5 Questions to Ask Your Kids Over Dinner
24 Jan 2018
You know their latest grades…but do you know what else they’ve been up to in school?
It is the end of a busy day at work and you’re settling down to dinner with your child. Maybe you’re already wondering – has she finished her homework? When is her next test? How did the top student in her class do in the last test?
While it is natural to want to know these things, dinner is also a great opportunity to learn everything else she does in school. You probably have some idea of her grades already from report cards, circulars and the consent forms you’ve seen. You know terms like FTGP, VIA, PAL, and know what they stand for (Form Teacher Guidance Period; Values-in-Action; Programme for Active Learning).

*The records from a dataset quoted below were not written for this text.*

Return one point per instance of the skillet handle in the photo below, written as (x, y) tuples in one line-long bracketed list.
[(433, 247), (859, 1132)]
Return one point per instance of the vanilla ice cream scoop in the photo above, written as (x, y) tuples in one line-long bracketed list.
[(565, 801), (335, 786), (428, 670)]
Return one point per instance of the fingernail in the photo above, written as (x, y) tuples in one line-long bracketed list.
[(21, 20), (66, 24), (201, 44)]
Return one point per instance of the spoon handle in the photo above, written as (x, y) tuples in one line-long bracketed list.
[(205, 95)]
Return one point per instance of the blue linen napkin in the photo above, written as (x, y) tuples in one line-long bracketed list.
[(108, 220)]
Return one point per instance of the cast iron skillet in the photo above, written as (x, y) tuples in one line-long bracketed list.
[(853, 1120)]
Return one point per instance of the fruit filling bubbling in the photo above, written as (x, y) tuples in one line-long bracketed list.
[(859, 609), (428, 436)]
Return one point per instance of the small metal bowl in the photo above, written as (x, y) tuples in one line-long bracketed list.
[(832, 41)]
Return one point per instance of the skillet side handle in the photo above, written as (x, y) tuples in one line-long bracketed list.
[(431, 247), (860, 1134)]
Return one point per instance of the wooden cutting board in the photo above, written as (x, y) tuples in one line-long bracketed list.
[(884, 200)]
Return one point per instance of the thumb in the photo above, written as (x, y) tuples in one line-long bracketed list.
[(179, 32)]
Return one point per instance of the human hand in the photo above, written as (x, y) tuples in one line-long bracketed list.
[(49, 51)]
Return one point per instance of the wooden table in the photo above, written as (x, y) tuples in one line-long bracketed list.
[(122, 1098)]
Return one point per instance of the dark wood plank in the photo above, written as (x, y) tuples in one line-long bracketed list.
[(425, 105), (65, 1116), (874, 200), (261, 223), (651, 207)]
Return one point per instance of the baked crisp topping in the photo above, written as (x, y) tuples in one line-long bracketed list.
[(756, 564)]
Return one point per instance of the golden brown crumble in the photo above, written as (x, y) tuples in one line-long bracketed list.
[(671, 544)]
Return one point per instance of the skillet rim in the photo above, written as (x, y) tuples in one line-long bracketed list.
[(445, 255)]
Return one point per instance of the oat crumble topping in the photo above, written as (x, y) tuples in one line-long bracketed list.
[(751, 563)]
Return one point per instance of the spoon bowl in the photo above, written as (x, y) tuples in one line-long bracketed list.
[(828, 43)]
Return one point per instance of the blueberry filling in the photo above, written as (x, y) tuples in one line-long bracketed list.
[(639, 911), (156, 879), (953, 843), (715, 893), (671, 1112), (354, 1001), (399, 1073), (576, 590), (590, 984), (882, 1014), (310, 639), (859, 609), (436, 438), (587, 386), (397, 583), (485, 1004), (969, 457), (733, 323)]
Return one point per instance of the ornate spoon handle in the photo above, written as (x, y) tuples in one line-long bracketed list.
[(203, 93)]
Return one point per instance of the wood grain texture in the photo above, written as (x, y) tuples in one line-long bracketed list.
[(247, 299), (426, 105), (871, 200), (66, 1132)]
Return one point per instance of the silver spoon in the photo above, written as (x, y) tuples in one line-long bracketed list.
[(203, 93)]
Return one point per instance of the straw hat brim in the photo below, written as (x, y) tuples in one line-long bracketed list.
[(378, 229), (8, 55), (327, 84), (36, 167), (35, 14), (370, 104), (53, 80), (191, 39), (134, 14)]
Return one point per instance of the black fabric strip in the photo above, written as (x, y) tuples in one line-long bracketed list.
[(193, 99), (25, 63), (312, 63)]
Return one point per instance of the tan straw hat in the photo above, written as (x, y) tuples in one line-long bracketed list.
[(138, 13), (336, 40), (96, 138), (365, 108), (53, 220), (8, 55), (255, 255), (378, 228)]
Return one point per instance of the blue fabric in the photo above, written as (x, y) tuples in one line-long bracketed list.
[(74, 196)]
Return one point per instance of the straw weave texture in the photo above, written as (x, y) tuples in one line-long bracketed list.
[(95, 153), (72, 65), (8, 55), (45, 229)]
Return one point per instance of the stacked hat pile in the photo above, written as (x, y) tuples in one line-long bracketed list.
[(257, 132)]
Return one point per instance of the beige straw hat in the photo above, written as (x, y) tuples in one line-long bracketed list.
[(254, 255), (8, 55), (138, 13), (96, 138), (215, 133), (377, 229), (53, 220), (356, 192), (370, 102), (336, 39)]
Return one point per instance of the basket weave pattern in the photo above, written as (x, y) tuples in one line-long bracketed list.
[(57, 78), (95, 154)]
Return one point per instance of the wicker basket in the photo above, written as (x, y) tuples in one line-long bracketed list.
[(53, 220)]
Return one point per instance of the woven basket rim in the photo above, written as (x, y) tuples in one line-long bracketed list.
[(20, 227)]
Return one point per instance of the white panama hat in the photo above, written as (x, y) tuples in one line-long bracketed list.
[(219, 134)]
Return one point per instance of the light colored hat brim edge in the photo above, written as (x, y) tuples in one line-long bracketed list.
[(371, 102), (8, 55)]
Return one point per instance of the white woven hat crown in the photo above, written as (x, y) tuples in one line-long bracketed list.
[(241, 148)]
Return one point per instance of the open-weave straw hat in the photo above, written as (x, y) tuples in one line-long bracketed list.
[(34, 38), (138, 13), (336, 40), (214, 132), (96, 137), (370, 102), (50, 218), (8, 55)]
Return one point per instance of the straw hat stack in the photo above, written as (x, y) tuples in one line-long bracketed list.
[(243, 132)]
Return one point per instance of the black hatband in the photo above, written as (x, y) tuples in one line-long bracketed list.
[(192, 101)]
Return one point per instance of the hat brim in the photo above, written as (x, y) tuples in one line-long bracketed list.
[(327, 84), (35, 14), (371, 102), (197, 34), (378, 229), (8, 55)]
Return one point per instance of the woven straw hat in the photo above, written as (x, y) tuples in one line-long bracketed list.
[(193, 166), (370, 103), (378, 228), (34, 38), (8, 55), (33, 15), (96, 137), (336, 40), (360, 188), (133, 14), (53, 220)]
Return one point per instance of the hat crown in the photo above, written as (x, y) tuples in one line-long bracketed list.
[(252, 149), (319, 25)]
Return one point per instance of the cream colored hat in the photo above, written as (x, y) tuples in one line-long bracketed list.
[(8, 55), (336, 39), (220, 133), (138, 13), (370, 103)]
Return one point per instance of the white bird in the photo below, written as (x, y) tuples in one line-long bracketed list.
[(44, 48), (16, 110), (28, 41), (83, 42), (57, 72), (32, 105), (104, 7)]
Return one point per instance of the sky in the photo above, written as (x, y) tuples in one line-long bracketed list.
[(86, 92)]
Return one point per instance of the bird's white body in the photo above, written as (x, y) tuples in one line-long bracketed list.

But what do they really mean to her?
Why not let her tell you herself? Help her do this by asking:
- “What questions did you ask your teacher today?”
Teachers need not be the only ones in class with the questions. Everyone learns better when they are curious, so help your child develop that habit by asking her what she asked. You will not only find out what she learned that day, but what she wants to learn. What if she kept quiet? Do not fret. Just let her know it is okay to ask. That’s what teachers are there for!
- “What would you like to do more of?”
The growing-up years are a time of discovery, and schools are places to help your child find her interests. Maybe she scored a goal during PE and is encouraged to play football more. Or she really enjoyed acting as a wise old tree as part of a PAL drama activity. She could be excited about starting out in a CCA. Find out what she’s had the chance to try, and what she likes best. Who knows, it could be the start of a lifelong passion…
- “What did you learn about using computers?”
Your child is a student today, which means she is also a digital native — someone born after information technology became a part of everyday life. With this in mind, schools not only teach Maths and Science with computers, they also teach your child how to use computers healthily. This means respecting others, being responsible, and being positive.
- “Have you done anything nice for someone else?”
Your child may have made a new friend recently, and she may not even be from her school! Through various school-based community projects, students have befriended the elderly, the poor, those with special needs and more. These activities help your child understand her place in society, and develop empathy for others. No one is too young to help another…and once they get in the habit, they will never be too old for it!
- “What are you looking forward to next week?”
If school was just about tests and grades, no child would want to get up in the morning. Thankfully there are learning journeys, interesting projects, outdoor adventures and lots more to enjoy. Ask her about them, share her excitement, and find out what she learns from them. Help her feel good about school, and that positivity will spread to everything she does there — including her studies.